Mas afinal de contas, para quê tanta sanha contra um nosso semelhante e compatriota?
O concidadão Salomão Moyana, no Editorial do semanário “MAGAZINE” de 22-7-2009, diz que a Bancada minoritária demonstrou falta de capacidade política e jurídica ao sugerir eleição por voto aberto e não secreto. Será mesmo isso?
Eu julgo que é preciso que sejamos prudentes perante esta questão, pois encontramo-nos na véspera de eleições, é bem possível que a atitude seja estratégica, visando permitir que o povo veja, com os seus próprios olhos, aqueles deputados que agem em defesa da Constituição e os que estão interessados em destruí-la. Infelizmente, toda a Bancada maioritária caiu nesta desgraça!!!
Por outro lado, e salvo o devido respeito, parece ter havido descuido da parte do compatriota Salomão Moyana em relação ao que reza o n.º 1 do artigo 168 do Regimento da Assembleia da República.
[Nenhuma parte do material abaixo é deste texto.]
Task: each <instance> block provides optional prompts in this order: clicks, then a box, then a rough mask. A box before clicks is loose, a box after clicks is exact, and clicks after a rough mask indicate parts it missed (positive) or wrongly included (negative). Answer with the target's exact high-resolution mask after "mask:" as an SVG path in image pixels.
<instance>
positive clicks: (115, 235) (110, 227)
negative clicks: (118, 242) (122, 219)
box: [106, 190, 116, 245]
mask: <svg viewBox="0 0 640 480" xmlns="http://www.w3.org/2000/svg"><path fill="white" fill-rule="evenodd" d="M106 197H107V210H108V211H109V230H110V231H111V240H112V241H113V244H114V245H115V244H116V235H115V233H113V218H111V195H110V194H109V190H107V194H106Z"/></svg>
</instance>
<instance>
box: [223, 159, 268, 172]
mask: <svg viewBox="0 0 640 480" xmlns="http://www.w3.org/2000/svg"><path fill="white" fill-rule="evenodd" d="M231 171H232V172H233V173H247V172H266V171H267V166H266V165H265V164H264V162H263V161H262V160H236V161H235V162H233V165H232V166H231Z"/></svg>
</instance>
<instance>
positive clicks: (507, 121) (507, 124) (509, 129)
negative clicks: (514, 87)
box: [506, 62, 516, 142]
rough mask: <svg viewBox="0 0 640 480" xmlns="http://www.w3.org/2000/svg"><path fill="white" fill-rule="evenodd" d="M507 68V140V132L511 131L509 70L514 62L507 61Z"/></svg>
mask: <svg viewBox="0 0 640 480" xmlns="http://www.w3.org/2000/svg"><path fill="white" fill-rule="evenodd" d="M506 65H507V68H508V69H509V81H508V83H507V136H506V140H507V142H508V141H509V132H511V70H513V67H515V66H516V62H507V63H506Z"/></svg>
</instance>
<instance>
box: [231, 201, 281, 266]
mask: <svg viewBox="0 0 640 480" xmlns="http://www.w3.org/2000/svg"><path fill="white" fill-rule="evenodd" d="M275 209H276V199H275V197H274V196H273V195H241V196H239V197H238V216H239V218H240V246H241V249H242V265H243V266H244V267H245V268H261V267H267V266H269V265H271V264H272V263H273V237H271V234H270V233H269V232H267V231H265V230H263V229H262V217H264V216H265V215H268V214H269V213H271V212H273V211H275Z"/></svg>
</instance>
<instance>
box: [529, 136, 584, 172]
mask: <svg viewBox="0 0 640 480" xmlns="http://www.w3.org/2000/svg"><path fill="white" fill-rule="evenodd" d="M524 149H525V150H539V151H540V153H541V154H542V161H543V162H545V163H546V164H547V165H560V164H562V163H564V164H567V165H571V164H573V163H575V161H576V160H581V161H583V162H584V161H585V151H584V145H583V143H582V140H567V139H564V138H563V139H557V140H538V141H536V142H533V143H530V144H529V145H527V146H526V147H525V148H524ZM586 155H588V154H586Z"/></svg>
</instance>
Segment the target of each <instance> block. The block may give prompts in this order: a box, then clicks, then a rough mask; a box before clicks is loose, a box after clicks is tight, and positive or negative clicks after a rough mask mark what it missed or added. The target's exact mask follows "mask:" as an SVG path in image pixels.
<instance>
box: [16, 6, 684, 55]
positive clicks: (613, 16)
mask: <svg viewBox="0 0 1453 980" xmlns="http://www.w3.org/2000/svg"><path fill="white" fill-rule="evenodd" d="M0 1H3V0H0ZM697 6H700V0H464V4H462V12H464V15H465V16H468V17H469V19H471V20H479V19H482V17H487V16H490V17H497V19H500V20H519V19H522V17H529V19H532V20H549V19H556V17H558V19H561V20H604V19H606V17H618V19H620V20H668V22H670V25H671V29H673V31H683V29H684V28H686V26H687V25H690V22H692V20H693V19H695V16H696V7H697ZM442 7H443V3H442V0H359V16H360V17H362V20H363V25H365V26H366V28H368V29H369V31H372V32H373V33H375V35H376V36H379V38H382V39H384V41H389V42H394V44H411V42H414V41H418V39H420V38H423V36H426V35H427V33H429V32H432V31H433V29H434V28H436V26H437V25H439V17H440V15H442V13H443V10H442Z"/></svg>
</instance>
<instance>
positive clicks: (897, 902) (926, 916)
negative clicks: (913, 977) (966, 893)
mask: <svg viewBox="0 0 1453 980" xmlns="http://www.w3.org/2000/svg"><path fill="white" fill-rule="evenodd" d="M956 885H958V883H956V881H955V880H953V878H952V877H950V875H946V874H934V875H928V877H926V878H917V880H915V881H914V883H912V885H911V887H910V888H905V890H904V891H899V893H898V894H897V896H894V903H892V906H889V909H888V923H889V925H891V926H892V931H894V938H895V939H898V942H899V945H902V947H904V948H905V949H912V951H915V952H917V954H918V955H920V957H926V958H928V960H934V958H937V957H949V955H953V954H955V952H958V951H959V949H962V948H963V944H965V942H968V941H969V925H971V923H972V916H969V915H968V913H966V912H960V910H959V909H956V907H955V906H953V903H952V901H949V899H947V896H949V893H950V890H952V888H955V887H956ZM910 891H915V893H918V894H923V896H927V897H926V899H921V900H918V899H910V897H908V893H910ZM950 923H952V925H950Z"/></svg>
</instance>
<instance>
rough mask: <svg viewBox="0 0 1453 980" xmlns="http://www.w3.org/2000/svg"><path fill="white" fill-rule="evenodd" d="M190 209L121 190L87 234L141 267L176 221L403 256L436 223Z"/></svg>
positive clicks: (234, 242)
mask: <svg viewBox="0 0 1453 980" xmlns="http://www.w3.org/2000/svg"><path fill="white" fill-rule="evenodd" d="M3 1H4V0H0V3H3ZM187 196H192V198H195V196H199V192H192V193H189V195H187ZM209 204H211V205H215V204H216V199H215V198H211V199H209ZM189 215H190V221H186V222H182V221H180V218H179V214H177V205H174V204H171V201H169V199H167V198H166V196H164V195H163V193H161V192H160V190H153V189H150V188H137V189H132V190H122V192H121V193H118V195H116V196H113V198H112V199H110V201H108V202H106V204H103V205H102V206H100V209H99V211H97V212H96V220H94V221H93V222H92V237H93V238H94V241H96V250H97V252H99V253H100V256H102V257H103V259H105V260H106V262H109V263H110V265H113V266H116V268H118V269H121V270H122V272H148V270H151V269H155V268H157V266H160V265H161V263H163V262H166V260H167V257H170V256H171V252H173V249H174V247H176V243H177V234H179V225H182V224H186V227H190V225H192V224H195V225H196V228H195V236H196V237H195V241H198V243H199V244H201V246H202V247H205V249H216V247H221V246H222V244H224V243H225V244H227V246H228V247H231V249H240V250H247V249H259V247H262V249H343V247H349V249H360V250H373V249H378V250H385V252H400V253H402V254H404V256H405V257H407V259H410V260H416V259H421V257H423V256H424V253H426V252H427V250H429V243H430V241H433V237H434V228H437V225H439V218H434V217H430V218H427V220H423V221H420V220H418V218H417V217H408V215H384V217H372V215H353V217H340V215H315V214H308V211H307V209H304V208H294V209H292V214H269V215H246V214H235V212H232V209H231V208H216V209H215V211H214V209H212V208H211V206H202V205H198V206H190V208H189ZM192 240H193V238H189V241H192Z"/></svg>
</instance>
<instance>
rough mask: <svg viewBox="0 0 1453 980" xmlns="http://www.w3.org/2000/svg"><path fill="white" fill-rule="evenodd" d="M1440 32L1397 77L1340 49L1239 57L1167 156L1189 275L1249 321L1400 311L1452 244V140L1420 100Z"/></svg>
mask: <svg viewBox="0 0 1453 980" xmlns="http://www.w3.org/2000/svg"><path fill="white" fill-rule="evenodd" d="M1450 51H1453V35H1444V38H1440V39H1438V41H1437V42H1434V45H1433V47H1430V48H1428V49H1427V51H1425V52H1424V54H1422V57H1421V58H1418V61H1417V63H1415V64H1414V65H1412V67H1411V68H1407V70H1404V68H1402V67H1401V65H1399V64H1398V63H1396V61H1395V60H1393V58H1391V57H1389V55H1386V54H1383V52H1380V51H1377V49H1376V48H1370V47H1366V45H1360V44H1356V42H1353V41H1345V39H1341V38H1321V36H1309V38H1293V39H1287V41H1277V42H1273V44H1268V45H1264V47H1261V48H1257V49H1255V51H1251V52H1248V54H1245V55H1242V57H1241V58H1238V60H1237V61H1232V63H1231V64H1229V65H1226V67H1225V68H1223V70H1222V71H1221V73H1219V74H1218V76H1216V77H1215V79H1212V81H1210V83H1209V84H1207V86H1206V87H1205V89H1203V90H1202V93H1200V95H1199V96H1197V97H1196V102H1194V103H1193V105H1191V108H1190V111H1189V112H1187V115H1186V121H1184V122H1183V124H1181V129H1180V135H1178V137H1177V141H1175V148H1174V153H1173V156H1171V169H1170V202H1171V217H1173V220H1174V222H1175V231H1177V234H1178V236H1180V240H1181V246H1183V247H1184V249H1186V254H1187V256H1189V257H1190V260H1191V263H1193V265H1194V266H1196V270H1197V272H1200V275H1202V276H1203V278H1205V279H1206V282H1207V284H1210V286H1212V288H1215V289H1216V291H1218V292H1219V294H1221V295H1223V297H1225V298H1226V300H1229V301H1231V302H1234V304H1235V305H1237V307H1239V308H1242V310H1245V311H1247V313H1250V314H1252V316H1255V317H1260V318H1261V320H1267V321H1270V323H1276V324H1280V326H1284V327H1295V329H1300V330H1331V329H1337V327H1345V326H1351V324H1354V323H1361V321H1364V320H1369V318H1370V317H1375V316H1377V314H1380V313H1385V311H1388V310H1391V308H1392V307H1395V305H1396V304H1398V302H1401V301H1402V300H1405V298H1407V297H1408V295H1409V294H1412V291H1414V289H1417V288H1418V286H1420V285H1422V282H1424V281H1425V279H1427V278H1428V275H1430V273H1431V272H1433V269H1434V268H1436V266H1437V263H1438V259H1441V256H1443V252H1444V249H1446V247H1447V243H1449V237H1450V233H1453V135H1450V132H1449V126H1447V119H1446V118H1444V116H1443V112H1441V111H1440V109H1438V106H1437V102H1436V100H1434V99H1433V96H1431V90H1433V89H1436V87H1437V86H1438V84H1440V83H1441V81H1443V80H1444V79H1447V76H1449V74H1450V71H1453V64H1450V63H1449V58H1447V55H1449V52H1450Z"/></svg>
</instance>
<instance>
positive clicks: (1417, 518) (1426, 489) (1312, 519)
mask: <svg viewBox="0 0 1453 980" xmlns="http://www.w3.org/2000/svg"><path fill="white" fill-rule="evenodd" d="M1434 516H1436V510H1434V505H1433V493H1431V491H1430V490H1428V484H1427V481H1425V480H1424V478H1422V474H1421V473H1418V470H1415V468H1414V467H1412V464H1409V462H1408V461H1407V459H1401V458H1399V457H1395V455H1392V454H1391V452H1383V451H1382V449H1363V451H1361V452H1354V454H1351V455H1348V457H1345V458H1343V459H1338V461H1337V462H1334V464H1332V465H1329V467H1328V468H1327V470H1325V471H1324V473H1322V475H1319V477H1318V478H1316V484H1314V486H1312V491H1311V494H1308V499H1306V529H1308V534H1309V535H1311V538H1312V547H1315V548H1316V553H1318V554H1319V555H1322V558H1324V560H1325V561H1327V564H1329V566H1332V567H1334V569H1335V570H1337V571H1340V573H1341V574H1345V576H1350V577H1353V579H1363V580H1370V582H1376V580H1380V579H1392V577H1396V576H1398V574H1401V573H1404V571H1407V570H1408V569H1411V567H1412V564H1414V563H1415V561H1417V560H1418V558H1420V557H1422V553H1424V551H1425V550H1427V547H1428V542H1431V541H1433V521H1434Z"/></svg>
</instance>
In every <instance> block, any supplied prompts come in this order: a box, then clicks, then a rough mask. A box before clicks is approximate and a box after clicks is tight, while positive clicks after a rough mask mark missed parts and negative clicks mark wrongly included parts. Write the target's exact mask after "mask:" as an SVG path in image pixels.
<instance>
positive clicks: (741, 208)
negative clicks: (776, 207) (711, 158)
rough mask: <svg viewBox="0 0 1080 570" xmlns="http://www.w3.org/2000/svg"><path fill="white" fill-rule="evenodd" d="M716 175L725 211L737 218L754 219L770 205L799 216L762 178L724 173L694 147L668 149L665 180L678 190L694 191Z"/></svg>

Diz o seguinte: o escrutínio secreto é obrigatório quando se trate de eleições ou deliberações sobre personalidades, desde que não esteja envolvida a representatividade, nos termos do Regimento. Como se vê, a determinação é de lei e não resulta de alguma incapacidade política ou jurídica.
P.S. “Que mais quero ter commigo fama de regoridade que deixar de ter castigo quem commeteu tal maldade. Para que é ser caudilho de tanto povo e tão grado, e imperador chamado se não julgasse meu filho como qualquer estragado?
Não cuidem duques nem reis que, por meu herdeiro ser, que por isso há-de viver: que aquelle que faz as leis he obrigado a as manter assim que, por bem querer, amizade nem respeito, como agora são em fazer. Não hei-de negar direito a quem direito tiver” - Baltazar Dias.
Fonte: Notícias
Bro,
ResponderEliminar(pode te parecer suspeito) mas sugiro a leitura do editorial do jornal "Domingo" do último fim de semana. Em 80% do que diz, subscrevo em absoluto.
Parece-me (sublinho PARECE-ME) que estamos a politizar algo que está na esfera do jurídico.
Bro,
ResponderEliminarNão tenho acesso ao semanário Domingo, pelo que não li. Gostaria de ler e compartilhar com os outros. Se há suspeitas, não por minha parte, ou seja apenas por minha parte é porque o Domingo é aquilo que é e bem sabes.
Contudo, sem esperarmos pelo Domingo, penso que podiamos debater com base no material e bloguistas, alguns deles juristas. Nós outros aprenderiamos muito. Neste caso, o jurista Castande ajuda-nos com as suas citacões da nossa legislacão.
Deixa-me também descordar contigo quanto à politizacão. Primeiro, não vamos enganar aos menos atenciosos que até chegam a dizer que não discutem a política. Não há nada que seja política ou que com política não tenha a ver. O jurídico é em si política e é politizado...mas sobre isto falaremos depois. Mas o caso Rupia foi partidarizado, isto sim.